Rigar wrote:....if that insulation is essentially a foil bubble wrap (like used for ductwork or radiant heat...rocking over it has essentially eliminated its effectiveness.
It provides excellent radiant performance...but a poor "true" R-value
...is this the ONLY insulation in the walls???
It isn't a bubble wrap it is a foam. I used it when I redid our living room and it worked fine as it has been warmer in there. This is the only insulation in the wall.
fastcat wrote:When did you start burning this year? Does the stove have a horizontal pipe into the chimney? Were all the pipes cleaned before starting this year? McG had a good point about fly ash in pipe, temps up till now have been fairly warm so our fires have been idling with very little draft so instead of the fly ash going out the top of the chimney it is laying in the pipe. If you open the ash pan door how long does it take for the fire to really start roaring? Thinking about it I have cleaned the T on the outlet of the stove twice this year already, I go straight up.
I started burning Oct. 18th. The pipes and flue cleaned Oct. 17th. It takes a little while to get going. Next warmer day coming up I will check it. Didn't think about that but with the mixture of cold and warm days early on I can see where the ash would accumulate. But, my question is, why/how would that affect the heat output of the stove? Stove temp is as hot as before.

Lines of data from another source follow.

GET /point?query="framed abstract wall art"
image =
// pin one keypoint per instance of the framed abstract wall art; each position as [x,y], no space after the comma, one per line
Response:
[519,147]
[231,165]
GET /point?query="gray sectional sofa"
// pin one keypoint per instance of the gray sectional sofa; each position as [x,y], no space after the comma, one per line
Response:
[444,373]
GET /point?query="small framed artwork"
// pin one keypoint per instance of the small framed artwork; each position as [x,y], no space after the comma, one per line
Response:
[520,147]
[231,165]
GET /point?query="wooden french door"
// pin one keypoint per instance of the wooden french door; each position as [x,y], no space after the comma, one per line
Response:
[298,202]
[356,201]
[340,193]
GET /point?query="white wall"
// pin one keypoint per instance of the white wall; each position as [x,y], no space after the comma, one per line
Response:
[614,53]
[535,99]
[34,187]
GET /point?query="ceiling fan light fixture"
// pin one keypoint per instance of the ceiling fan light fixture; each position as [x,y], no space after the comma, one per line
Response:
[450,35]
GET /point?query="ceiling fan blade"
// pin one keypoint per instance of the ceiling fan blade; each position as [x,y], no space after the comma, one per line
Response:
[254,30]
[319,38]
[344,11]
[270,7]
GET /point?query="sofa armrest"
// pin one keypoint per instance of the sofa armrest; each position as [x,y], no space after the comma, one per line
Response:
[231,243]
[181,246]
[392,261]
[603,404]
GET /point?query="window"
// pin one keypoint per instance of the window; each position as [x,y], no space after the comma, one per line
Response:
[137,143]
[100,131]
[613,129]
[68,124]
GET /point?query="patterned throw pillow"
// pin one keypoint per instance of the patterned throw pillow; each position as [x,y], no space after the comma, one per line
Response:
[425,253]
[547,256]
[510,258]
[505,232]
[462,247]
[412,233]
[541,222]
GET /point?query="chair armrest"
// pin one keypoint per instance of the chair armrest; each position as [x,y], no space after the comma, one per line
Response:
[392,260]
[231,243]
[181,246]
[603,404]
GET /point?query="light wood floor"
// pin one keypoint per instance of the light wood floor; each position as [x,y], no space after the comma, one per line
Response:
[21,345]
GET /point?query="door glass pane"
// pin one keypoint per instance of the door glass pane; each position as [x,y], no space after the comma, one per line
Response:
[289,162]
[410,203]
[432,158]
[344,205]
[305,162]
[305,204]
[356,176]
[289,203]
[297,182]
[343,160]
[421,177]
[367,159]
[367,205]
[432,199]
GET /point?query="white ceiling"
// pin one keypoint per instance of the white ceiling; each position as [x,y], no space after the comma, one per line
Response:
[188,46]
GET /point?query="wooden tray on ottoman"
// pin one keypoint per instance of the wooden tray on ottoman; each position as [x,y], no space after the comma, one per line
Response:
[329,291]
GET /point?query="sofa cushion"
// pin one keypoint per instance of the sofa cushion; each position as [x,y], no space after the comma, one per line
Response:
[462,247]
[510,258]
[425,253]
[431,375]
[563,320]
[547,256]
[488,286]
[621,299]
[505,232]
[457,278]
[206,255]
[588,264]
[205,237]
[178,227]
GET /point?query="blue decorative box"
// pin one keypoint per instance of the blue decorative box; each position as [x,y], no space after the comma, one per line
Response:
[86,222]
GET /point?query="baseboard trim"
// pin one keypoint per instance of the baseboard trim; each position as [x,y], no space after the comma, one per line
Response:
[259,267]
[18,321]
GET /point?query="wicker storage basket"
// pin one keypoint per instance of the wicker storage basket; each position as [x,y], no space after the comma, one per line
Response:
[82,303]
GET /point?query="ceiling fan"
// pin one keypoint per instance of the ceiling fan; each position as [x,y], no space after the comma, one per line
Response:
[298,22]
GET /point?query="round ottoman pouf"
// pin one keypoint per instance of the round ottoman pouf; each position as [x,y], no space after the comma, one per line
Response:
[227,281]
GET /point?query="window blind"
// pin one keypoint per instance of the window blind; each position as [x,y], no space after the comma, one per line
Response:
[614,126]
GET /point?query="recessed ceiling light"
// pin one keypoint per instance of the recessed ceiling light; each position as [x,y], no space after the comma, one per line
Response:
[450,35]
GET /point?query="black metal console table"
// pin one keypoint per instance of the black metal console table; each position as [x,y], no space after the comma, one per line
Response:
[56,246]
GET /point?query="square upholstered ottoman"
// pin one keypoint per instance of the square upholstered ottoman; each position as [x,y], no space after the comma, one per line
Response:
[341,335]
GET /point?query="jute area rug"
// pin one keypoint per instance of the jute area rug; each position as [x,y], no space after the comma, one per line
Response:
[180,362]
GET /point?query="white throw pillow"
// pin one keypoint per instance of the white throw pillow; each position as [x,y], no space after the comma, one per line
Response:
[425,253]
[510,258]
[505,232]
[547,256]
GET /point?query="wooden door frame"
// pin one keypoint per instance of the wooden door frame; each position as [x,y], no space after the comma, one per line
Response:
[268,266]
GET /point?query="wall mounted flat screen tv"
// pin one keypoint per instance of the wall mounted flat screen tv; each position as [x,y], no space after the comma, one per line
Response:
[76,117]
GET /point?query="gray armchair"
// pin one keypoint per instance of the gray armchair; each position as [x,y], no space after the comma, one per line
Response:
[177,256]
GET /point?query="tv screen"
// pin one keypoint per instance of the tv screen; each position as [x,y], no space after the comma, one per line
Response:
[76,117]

oliver power wrote:You guys are hitting all around the problem. I see this all the time. You did NOT install a film of plastic on the interior wall as a vapor barrier. The drywall not being finished, allows moisture to escape. When you finished the drywall, you trapped in any moisture, which condensates on the insulation (mostly at ceiling), rendering it less effective. When the outside temps drop, you will notice it. The good part; it will get more comfortable as we get more into the heating season. You'll notice this happen every year. Lots of moisture in a house at the start of every heating season. Any remodel, or new construction job I've been around, if they installed a film of plastic from floor to ceiling as a moisture barrier, the rooms are nice and toasty, and draft free. If they didn't install the film of plastic, you'll feel that uncomfortable chill. Installing the film of plastic use to be common practice. On a more recent job, I asked the insulation guys why some jobs they put the plastic, and some they don't. They said it's at the customers request. Not to be an alarmist but, the rigid foam board you installed on the exterior should have foil on only one side. And that side is the side facing the heat. The side facing the siding should be foil free. In the warmer climates, it's just the opposite. Just remember; "the foiled side faces the heat". Oliver
The instructions said vapor barrier wasn't needed. Makes sense though. From what I could tell/remember there was no rigid foam board under the siding, just some kind of compressed black insulated sheeting then insulated metal siding on that. I did nothing to the outside, just the inside.